Breyer's concurrence

Justice Breyer, in a concurring opinion joined by Justice Souter, elaborates on the problematic analogy between the OHA and a trust for the benefit of an Indian tribe. For Breyer, such a trust does not exist for native Hawaiians under the circumstances, mainly because the OHA electorate "does not sufficiently resemble an Indian tribe" (2). The OHA's hereditary requirement of an ancestor living in Hawaii in 1778 might include persons with "1 possible ancestor out of 500, thereby creating a vast and unknowable body of potential members" (4). This, Breyer believes, goes well beyond any "reasonable" definition of tribal status.

Dissents

Justice Stevens' dissent, joined in part by Justice Ginsburg, takes a much more charitable view of the "special relationship" between Hawaii and the United States, believing that "two centuries of Indian law precedent" alone justifies the OHA's voting laws under the Constitution, for "there is simply no invidious discrimination present in this effort to see that indigenous peoples are compensated for past wrongs" (3). He agrees with the Respondent that under Morton v. Mancari preferential treatment is justified if such treatment "can be tied rationally to the fulfillment of Congress' unique obligation towards the Indians" (5). Such obligations, Stevens believes, are implicit in the Apology Resolution of 1993, in addition to the more than 150 "varied laws passed by Congress ... [which] expressly include native Hawaiians as part of the class of Native Americans benefited" (7). Like the Respondent, Stevens believes that to reject the State's claims because native Hawaiians are not technically a "tribe" is to miss the point. There is a "compelling similarity, fully supported by our precedent, between the once subjugated, indigenous peoples of the continental United States and the peoples of the Hawaiian Islands" (8). In addition, Stevens points out that tribal membership alone was not the "decisive factor" when the Court upheld preferential treatment in Morton v. Mancari. In that case, the preference "not only extended to non-tribal member Indians, it also required for eligibility ... a certain quantum of Indian blood" (9). Thus, there is no tribal limitation concerning the Federal Government's authority over considerations for native peoples. "In light of this precedent,” Stevens continues, "it is a painful irony indeed to conclude that native Hawaiians are not entitled to special benefits designed to restore a measure of native self-governance because they currently lack any vestigial native government – a possibility of which history and the actions of this Nation have deprived them." As for Breyer's concurring opinion, Stevens succinctly dismisses the objection that the OHA's definition of native is not "reasonable" by noting simply that "this suggestion does not identify a constitutional defect" (9).

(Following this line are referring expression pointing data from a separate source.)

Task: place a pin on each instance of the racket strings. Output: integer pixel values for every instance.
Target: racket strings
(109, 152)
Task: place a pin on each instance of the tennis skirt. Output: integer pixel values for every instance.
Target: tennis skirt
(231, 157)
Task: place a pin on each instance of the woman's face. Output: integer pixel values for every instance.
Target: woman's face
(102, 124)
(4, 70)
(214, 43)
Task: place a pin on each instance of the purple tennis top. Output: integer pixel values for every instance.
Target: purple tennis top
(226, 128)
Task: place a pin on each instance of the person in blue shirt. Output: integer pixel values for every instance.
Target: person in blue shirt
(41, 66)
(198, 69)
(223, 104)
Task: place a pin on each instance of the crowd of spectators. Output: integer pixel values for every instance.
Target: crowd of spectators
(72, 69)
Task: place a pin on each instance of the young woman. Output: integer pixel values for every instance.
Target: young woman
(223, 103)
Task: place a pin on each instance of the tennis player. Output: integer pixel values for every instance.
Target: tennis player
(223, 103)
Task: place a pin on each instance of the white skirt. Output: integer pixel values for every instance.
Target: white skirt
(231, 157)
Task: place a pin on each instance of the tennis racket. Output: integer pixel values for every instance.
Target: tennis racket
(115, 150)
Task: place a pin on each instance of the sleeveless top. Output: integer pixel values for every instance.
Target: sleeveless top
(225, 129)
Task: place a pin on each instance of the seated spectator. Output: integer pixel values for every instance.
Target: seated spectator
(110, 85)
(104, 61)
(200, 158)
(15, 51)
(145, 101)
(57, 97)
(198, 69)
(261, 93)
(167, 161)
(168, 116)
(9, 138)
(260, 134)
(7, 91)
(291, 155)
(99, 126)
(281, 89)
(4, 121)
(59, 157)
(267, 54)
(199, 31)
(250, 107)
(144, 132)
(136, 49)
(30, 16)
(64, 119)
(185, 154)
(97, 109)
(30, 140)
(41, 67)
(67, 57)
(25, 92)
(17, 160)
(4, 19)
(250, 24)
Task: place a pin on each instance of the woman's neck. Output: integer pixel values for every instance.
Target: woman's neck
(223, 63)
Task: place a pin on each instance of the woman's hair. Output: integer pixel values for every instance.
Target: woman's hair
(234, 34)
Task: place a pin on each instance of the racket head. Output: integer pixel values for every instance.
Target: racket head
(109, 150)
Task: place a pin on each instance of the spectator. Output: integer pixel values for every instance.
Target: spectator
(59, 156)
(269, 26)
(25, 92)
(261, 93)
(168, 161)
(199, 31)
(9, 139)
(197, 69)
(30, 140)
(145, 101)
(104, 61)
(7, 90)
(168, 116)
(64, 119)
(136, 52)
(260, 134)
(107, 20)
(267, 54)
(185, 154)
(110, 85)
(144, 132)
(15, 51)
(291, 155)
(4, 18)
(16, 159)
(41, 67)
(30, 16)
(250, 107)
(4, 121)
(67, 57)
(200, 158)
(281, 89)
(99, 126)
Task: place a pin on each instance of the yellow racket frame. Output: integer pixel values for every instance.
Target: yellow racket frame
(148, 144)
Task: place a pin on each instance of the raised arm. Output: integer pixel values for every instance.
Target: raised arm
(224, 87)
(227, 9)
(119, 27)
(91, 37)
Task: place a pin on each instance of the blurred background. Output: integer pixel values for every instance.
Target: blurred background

This was a bitter defeat for native Hawaiians, and fallout from the decision was swift. Emboldened by this victory, others who do not qualify as "native Hawaiian" or "Hawaiian" under the law have challenged the underlying constitutionality of the OHA itself, as well as other state programs that primarily benefit natives. In response, there has been a push for explicit recognition of native Hawaiians as a tribe by Law. The Native Hawaiian Government Reorganization Act is thus currently being considered by the Senate. In the past, such a designation was resisted by native Hawaiians, essentially because such a designation would lump them in with groups (American Indians) with which they feel no particular affinity; in addition, inheriting the legal status of an "Indian tribe" is bruising to the pride of a group that feels that their circumstances and culture are particularly unique.